The appeals come a month after a federal judge in Texas ordered the organizations to return the money. But in a recent court filing, attorneys for the DSCC and the Democratic Congressional Campaign Committee, which owe more than $1.2 million combined, asked for a stay before having to turn over the money. They want to post bond or a letter of credit pending an appeal.
Meanwhile, in a separate set of court papers, attorneys for the NRCC, the Republican Senatorial Campaign Committee and Republican National Committee filed a notice to appeal the ruling, too.
"After thoroughly reviewing the court's decision and the relevant law, and in light of an important change in the precedent on which the court relied, we believe we have an excellent chance of success," said Kirsten Kukowski, spokeswoman for the RNC.
The combined legal efforts of the political parties show the lengths political committees mdash; Democrat and Republican alike — will go to protect party coffers with control of Congress and the White House up for grabs in 2012.
"Stanford aimed most of his campaign contributions to congressional leaders and party bosses, and eventually started giving heavily to presidential candidates as well, which coincided with the weakening of offshore disclosure and tax regulations that directly benefited Stanford's shady business," said Craig Holman, legislative representative for the D.C.-based watchdog group Public Citizen.

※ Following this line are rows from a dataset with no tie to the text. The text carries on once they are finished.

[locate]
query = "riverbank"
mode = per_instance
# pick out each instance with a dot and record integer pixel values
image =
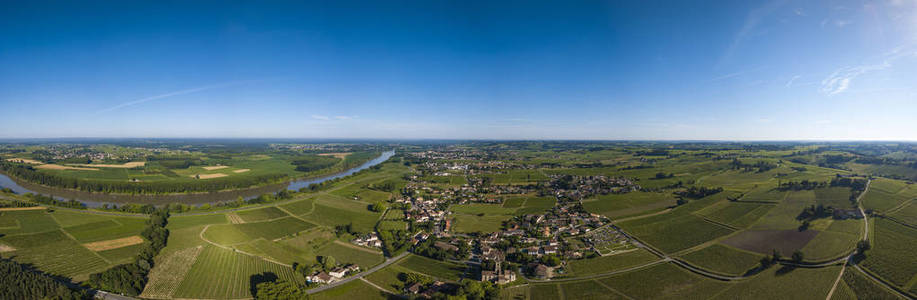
(93, 199)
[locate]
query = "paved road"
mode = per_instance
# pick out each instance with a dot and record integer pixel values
(109, 296)
(602, 274)
(360, 275)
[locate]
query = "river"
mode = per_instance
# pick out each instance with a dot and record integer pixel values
(97, 199)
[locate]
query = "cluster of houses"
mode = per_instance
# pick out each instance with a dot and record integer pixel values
(535, 235)
(334, 275)
(368, 240)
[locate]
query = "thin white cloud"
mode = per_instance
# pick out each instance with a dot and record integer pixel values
(840, 80)
(173, 94)
(790, 82)
(842, 23)
(751, 23)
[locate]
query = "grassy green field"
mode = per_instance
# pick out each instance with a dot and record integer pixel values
(387, 277)
(348, 254)
(352, 290)
(892, 254)
(179, 222)
(838, 239)
(604, 264)
(300, 207)
(480, 217)
(589, 289)
(675, 233)
(432, 267)
(39, 238)
(55, 253)
(621, 205)
(864, 288)
(663, 281)
(723, 259)
(261, 214)
(777, 282)
(106, 230)
(234, 278)
(361, 218)
(228, 234)
(741, 215)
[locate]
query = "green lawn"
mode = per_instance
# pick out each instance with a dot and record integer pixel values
(722, 259)
(345, 254)
(362, 221)
(228, 234)
(55, 253)
(892, 254)
(432, 267)
(220, 273)
(106, 230)
(780, 283)
(663, 281)
(353, 290)
(620, 205)
(179, 222)
(676, 233)
(865, 288)
(299, 207)
(604, 264)
(261, 214)
(587, 290)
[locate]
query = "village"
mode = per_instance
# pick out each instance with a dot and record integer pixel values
(535, 245)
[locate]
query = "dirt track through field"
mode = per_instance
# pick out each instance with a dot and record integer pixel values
(114, 244)
(128, 165)
(209, 176)
(169, 273)
(5, 248)
(59, 167)
(234, 218)
(22, 208)
(340, 155)
(25, 161)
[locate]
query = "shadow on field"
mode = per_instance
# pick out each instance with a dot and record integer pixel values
(254, 280)
(785, 269)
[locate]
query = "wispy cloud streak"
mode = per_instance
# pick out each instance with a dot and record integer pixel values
(840, 80)
(173, 94)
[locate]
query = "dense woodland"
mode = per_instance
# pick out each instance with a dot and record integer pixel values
(129, 279)
(31, 174)
(18, 281)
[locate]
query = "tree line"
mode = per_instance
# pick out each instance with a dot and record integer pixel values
(129, 279)
(30, 174)
(18, 281)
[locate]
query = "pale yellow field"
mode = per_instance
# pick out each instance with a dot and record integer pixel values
(5, 248)
(209, 176)
(22, 208)
(59, 167)
(24, 160)
(235, 219)
(340, 155)
(129, 165)
(114, 244)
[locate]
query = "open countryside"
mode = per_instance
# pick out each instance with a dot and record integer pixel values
(458, 150)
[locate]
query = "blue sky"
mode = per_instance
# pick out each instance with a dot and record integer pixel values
(732, 70)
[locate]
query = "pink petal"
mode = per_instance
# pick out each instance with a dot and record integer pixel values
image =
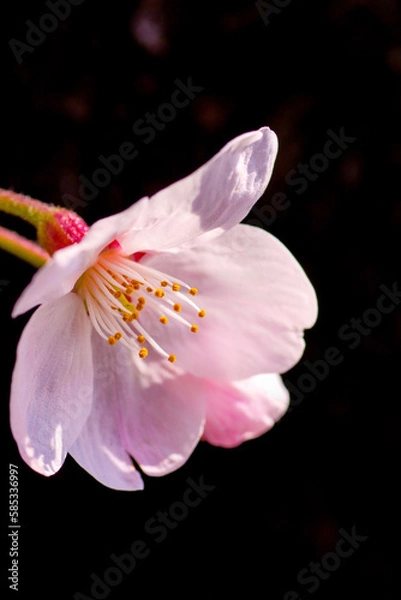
(163, 415)
(149, 408)
(59, 276)
(218, 194)
(52, 385)
(257, 298)
(99, 448)
(242, 410)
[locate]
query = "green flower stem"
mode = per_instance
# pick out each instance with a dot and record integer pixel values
(22, 248)
(32, 211)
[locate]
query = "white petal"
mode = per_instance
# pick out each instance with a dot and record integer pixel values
(59, 275)
(99, 448)
(218, 195)
(52, 385)
(257, 298)
(163, 415)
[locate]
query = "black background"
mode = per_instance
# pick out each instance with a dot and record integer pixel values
(333, 461)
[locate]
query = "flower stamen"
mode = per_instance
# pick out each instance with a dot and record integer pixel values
(110, 291)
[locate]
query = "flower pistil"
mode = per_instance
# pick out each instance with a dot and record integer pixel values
(116, 292)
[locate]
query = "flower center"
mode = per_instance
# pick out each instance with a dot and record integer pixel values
(119, 292)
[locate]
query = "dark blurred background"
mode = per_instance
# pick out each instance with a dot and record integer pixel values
(332, 463)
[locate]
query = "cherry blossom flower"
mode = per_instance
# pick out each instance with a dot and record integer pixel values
(162, 325)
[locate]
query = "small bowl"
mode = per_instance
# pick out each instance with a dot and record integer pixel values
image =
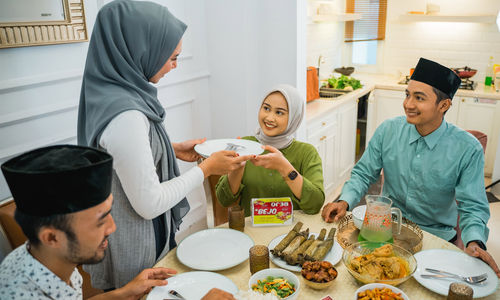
(358, 216)
(318, 285)
(275, 272)
(363, 248)
(372, 286)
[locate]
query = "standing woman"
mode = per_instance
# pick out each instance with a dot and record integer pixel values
(133, 44)
(288, 168)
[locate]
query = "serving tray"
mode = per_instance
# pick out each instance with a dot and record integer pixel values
(410, 238)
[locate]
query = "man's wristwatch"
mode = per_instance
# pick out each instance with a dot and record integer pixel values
(292, 175)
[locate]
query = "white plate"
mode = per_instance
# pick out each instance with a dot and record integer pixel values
(456, 262)
(372, 286)
(247, 147)
(193, 285)
(333, 256)
(214, 249)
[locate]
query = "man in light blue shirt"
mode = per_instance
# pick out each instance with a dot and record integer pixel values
(427, 164)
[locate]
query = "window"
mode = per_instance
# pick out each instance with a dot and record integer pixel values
(364, 33)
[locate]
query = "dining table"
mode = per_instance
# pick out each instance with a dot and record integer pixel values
(344, 286)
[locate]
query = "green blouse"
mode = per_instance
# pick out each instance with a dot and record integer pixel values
(259, 182)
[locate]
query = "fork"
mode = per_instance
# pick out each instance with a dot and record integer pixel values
(444, 274)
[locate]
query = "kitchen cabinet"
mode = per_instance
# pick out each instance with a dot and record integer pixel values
(482, 115)
(468, 113)
(322, 134)
(334, 136)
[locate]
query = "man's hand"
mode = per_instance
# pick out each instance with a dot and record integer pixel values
(334, 211)
(185, 150)
(216, 294)
(274, 160)
(142, 283)
(474, 250)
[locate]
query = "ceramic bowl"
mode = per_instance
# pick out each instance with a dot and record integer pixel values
(275, 272)
(358, 215)
(372, 286)
(318, 285)
(363, 248)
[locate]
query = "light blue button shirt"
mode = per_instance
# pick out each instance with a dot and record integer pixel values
(424, 176)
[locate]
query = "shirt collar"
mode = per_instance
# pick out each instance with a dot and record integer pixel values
(431, 139)
(46, 280)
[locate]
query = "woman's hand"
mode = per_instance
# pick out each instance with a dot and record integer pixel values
(274, 160)
(223, 162)
(185, 150)
(474, 250)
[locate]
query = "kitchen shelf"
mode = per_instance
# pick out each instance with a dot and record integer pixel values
(448, 18)
(335, 18)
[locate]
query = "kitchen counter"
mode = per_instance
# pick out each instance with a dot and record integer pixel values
(317, 108)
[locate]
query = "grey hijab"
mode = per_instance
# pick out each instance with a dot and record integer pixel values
(295, 116)
(131, 41)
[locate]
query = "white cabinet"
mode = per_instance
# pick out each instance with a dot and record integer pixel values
(334, 136)
(481, 115)
(348, 114)
(322, 134)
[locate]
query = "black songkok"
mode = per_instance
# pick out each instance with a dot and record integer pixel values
(59, 179)
(436, 75)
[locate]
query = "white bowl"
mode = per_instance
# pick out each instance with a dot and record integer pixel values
(371, 286)
(358, 215)
(263, 274)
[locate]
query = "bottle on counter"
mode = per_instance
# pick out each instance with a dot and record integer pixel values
(488, 79)
(496, 80)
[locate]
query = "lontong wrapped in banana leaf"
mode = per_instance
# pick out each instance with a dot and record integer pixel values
(295, 243)
(293, 258)
(325, 246)
(287, 239)
(310, 250)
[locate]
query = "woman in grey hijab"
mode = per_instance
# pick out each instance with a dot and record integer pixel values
(133, 44)
(288, 168)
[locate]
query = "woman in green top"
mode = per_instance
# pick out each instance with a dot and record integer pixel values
(287, 168)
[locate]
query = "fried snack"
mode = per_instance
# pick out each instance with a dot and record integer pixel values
(295, 243)
(287, 239)
(324, 247)
(377, 294)
(310, 250)
(319, 271)
(381, 264)
(293, 258)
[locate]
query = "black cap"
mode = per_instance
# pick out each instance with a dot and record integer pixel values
(436, 75)
(59, 179)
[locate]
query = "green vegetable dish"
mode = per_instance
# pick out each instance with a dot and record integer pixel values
(344, 81)
(274, 285)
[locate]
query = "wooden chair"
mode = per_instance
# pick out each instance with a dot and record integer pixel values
(16, 238)
(483, 139)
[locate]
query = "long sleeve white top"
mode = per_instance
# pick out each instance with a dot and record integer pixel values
(126, 138)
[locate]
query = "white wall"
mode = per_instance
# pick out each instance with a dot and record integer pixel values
(452, 44)
(40, 88)
(252, 45)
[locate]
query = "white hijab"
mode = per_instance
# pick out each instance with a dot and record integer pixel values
(295, 116)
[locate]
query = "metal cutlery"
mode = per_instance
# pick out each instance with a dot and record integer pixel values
(444, 274)
(176, 294)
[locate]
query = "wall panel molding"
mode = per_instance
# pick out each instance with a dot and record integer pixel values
(35, 113)
(21, 82)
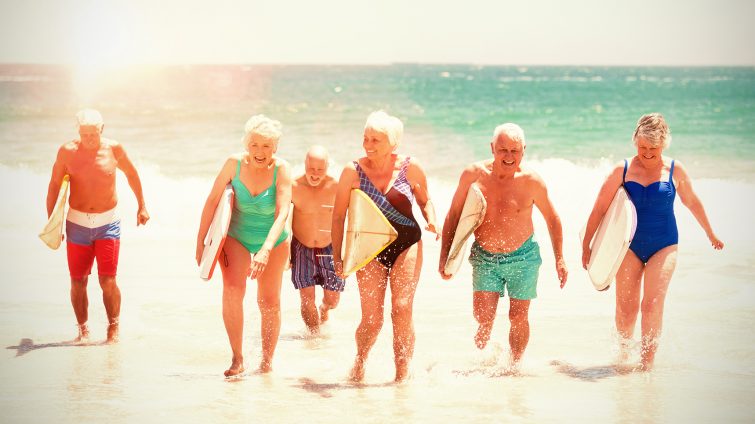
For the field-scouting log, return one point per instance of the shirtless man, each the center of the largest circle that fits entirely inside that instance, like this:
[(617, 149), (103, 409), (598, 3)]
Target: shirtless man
[(93, 228), (505, 254), (311, 250)]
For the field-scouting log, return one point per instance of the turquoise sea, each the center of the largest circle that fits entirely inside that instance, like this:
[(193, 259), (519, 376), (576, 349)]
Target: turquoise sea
[(178, 124)]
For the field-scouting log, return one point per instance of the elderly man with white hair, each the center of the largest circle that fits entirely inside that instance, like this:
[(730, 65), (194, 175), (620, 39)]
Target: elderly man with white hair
[(93, 228), (505, 255)]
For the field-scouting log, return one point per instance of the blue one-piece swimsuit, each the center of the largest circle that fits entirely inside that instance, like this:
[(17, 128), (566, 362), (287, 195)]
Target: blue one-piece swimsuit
[(656, 223)]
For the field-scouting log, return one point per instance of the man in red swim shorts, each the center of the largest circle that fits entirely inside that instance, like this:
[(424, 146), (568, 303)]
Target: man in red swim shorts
[(92, 226)]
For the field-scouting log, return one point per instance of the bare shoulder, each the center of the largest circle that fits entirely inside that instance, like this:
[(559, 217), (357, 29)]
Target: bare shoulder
[(680, 171), (530, 176), (476, 170)]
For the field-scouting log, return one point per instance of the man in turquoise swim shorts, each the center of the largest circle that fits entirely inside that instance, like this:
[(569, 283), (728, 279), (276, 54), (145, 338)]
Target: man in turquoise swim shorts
[(505, 256)]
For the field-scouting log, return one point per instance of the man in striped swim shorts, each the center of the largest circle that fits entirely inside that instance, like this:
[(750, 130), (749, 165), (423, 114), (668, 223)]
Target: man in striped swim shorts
[(93, 229), (311, 252)]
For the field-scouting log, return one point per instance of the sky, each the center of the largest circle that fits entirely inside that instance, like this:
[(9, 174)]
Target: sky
[(527, 32)]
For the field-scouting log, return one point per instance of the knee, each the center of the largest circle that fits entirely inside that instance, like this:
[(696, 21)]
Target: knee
[(372, 323), (652, 306), (268, 304), (79, 283), (331, 301), (401, 308), (107, 282), (518, 317)]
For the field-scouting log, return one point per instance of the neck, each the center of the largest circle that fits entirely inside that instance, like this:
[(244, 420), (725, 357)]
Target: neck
[(379, 162)]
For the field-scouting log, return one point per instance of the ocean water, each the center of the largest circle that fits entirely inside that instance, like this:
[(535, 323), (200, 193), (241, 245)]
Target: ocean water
[(178, 124)]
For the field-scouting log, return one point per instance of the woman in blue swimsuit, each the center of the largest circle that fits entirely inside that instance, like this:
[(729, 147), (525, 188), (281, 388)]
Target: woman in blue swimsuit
[(652, 182), (257, 244), (393, 182)]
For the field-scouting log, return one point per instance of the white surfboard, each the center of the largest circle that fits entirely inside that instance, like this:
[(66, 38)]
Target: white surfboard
[(471, 217), (368, 232), (52, 234), (216, 234), (611, 240)]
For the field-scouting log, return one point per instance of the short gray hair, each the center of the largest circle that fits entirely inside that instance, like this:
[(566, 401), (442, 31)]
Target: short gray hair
[(89, 117), (386, 124), (512, 131), (653, 128), (264, 126)]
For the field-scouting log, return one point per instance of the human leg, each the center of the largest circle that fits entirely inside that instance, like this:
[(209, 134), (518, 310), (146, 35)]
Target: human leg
[(404, 277), (80, 259), (519, 333), (628, 288), (234, 263), (309, 309), (658, 273), (372, 281), (268, 301), (330, 299), (484, 306)]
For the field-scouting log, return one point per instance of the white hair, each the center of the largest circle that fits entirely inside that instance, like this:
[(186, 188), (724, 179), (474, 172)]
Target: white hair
[(512, 131), (386, 124), (89, 117), (262, 125), (654, 129)]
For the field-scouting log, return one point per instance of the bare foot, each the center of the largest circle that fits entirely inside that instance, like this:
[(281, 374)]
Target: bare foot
[(357, 371), (266, 366), (646, 365), (323, 313), (402, 374), (625, 349), (83, 336), (237, 367), (513, 368), (482, 336), (112, 333)]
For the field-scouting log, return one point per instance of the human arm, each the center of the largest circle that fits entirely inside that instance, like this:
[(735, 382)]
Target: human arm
[(468, 177), (125, 165), (223, 178), (692, 202), (340, 206), (553, 221), (418, 181), (602, 202), (56, 178), (282, 208)]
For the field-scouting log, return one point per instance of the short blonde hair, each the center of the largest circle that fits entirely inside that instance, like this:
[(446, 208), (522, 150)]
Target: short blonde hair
[(512, 131), (89, 117), (653, 128), (262, 125), (386, 124)]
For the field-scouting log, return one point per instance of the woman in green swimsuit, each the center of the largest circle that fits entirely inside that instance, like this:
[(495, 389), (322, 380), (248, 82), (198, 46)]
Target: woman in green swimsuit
[(257, 244)]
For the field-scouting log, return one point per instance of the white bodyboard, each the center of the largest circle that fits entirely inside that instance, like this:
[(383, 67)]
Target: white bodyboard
[(216, 234), (611, 240), (471, 217), (52, 233), (368, 232)]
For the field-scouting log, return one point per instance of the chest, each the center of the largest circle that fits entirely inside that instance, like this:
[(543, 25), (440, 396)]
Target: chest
[(507, 198), (101, 164)]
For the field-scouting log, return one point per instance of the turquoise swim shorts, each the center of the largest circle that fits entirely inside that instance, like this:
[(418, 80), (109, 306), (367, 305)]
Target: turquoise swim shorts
[(514, 271)]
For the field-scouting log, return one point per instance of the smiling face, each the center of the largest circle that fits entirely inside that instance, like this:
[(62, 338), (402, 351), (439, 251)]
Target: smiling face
[(648, 153), (89, 136), (261, 150), (507, 153), (315, 169), (376, 144)]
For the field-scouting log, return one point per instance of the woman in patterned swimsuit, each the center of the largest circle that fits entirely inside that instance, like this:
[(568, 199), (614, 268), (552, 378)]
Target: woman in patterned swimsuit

"Like other campaign contributions tainted by scandal, candidates and the party committees should try to show that they personally have not been influenced by the money and turn Stanford contributions over to charity," he said.
Federal law allows campaign committees to part with donations in several ways. They can return contributions, donate them to charity or send the money to the U.S. Treasury.
But Ralph Janvey, receiver in the Stanford case, wants the money returned to investors. In addition to taking the major-party fundraising committees to court, the receiver previously sent letters to dozens of other politicians who received Stanford money over the years. More than a year later, he's still waiting.
According to the most recent accounting last month, politicians have returned $132,500, with nearly $1.8 million still not yet returned, though most of that is still in the hands of the party fundraising groups fighting in court.
Aside from the political committees, Rep. Charles B. Rangel, New York Democrat, appears to be the biggest beneficiary of Stanford cash among those who have yet to return donations. The Rangel Victory Fund received $25,000 from Mr. Stanford, his associates and businesses, money that Mr. Janvey says is directly tied to the Ponzi scheme.
Other beneficiaries include the New Jersey Democratic State Committee and Rep. Pete Sessions, Texas Republican, with $10,000 each. Rep. Gregory Meeks, New York Democrat, received $6,600.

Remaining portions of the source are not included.